Fugazza Cumpre Medidas Cautelares Restritivas Impostas pelo STF
Bismark Fugazza está submetido a medidas cautelares impostas pelo STF, que incluem restrições de mobilidade e comunicação. Ele está proibido de sair de seu município de residência, Penha (SC), e também impedido de utilizar as redes sociais. Essas determinações visam o cumprimento de investigações em andamento.
Em entrevista à Gazeta do Povo, Fugazza declarou que seu “crime foi falar o que pensa” e que vive “como se fosse um grande bandido”, se considerando “mais um cidadão que está sofrendo as consequências de um Judiciário ditatorial no Brasil”.
A prisão de Fugazza foi determinada por Alexandre de Moraes em dezembro de 2022. Ele tomou conhecimento da decisão somente em março de 2023, quando foi detido no Paraguai a pedido das autoridades brasileiras.

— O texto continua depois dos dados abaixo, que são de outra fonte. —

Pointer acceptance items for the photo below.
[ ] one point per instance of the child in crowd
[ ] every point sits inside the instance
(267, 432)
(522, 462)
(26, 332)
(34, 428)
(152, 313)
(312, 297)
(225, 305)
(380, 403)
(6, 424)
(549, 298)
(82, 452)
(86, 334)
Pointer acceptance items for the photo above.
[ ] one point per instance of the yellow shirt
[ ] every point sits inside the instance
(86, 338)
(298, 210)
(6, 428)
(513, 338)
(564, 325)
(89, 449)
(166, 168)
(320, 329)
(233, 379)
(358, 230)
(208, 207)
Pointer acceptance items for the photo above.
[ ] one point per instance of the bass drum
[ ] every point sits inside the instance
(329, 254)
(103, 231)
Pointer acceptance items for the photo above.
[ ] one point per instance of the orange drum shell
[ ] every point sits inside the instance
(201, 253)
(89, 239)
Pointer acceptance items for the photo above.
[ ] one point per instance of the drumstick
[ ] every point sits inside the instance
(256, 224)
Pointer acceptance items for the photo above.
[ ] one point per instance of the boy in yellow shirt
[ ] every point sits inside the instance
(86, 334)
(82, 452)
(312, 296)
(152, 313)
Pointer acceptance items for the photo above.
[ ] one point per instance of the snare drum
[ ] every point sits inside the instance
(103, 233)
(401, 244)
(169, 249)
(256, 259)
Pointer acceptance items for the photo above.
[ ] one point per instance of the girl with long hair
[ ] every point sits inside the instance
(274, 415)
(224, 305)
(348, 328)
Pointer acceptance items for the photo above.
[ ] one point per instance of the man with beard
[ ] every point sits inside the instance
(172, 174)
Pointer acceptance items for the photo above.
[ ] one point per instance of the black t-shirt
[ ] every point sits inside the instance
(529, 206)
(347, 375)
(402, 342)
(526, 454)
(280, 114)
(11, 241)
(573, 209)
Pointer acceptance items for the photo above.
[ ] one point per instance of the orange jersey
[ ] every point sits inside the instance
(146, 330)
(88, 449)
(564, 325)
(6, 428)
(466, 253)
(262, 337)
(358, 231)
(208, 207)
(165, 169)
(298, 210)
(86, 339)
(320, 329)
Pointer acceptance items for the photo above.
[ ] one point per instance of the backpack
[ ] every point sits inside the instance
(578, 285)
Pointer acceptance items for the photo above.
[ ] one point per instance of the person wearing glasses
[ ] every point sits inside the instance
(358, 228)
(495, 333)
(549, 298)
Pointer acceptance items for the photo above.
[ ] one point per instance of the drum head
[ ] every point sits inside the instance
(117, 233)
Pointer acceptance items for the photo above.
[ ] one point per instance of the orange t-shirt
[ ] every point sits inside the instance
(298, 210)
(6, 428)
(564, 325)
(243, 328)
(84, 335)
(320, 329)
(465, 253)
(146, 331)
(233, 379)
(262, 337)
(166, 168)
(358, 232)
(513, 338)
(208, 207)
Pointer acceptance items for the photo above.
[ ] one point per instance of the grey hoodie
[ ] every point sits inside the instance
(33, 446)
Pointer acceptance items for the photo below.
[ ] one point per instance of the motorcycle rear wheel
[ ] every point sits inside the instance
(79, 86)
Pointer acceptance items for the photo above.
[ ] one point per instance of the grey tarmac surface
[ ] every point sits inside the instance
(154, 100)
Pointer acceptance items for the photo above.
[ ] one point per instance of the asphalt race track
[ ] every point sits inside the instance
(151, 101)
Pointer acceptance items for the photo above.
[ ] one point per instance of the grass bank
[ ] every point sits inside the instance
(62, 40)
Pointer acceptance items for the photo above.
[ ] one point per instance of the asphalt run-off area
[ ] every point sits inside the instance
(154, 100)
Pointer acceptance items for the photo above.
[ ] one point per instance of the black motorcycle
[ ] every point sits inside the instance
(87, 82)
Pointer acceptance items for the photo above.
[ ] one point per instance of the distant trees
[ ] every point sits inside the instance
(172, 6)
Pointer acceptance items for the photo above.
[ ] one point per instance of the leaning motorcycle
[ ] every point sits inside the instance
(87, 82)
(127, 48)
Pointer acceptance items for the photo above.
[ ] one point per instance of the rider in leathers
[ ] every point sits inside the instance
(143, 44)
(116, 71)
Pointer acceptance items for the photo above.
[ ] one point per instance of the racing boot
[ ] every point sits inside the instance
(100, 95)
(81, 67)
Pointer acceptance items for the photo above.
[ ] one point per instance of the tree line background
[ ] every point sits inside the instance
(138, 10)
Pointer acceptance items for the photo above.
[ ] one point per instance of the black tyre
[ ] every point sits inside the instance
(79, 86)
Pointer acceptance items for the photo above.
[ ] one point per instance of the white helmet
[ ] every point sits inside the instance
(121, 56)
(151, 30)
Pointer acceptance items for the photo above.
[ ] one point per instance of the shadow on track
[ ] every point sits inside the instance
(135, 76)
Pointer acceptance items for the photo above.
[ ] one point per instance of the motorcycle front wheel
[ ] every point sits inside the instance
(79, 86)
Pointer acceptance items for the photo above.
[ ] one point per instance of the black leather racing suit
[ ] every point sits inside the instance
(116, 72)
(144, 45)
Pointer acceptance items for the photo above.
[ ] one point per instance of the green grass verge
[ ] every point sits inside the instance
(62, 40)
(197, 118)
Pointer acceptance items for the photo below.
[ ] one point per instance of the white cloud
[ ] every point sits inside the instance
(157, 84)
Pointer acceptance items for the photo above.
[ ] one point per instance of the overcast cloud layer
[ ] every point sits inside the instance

Após ser expulso do país, ele permaneceu preso por 91 dias em regime fechado, obtendo liberdade provisória mediante o cumprimento das medidas cautelares vigentes.
Restrições e a Luta Pela Liberdade de Expressão
Atualmente, Fugazza usa tornozeleira eletrônica e é obrigado a comparecer semanalmente ao fórum. O ministro Alexandre de Moraes também determinou a remoção de conteúdos do Canal Hipócritas e das redes pessoais do influenciador. Fugazza alega que o ministro tentou ligá-lo aos atos de 8 de janeiro, mas afirma que estava na Itália na data.
Segundo Fugazza, a prisão foi ilegal e motivada por perseguição política, sendo a soltura justificada pela ausência de “indícios minimamente razoáveis para manter a acusação”, conforme apontamentos da Polícia Federal. Ele defende que “me tiraram o direito à liberdade e hoje essa é a minha principal bandeira”.
Apesar das restrições, Fugazza pretende realizar a campanha eleitoral no estado, contando com o apoio de pessoas que acreditam em suas pautas. A pré-campanha deve focar em articulação local, agendas restritas e fortalecimento de alianças políticas, com lideranças em cerca de 200 municípios de Santa Catarina.
Pautas e Impacto das Medidas Cautelares na Política
Caso eleito, Bismark Fugazza pretende levar ao Congresso Nacional pautas voltadas à defesa da liberdade individual, da liberdade de expressão e de limites institucionais. Outros temas a serem abordados incluem liberdade econômica, críticas à carga tributária e burocracia, além da defesa da autonomia familiar na educação.
O advogado Levi de Andrade, especialista em direito criminal, explica que, em regra, o uso de tornozeleira eletrônica e medidas cautelares não impedem automaticamente uma candidatura. No entanto, restrições como proibição de deslocamento e uso de redes sociais podem, na prática, **atingir fortemente a participação política** de um indivíduo ainda presumido inocente.
Andrade ressalta que, embora a lei não torne alguém inelegível por usar tornozeleira, medidas cautelares muito amplas podem criar uma restrição política indireta. Se eleito, o exercício do mandato pode ser dificultado, sendo necessária a revisão ou flexibilização das cautelares pelo STF, para que não funcionem como uma barreira desproporcional ao exercício de um mandato popular.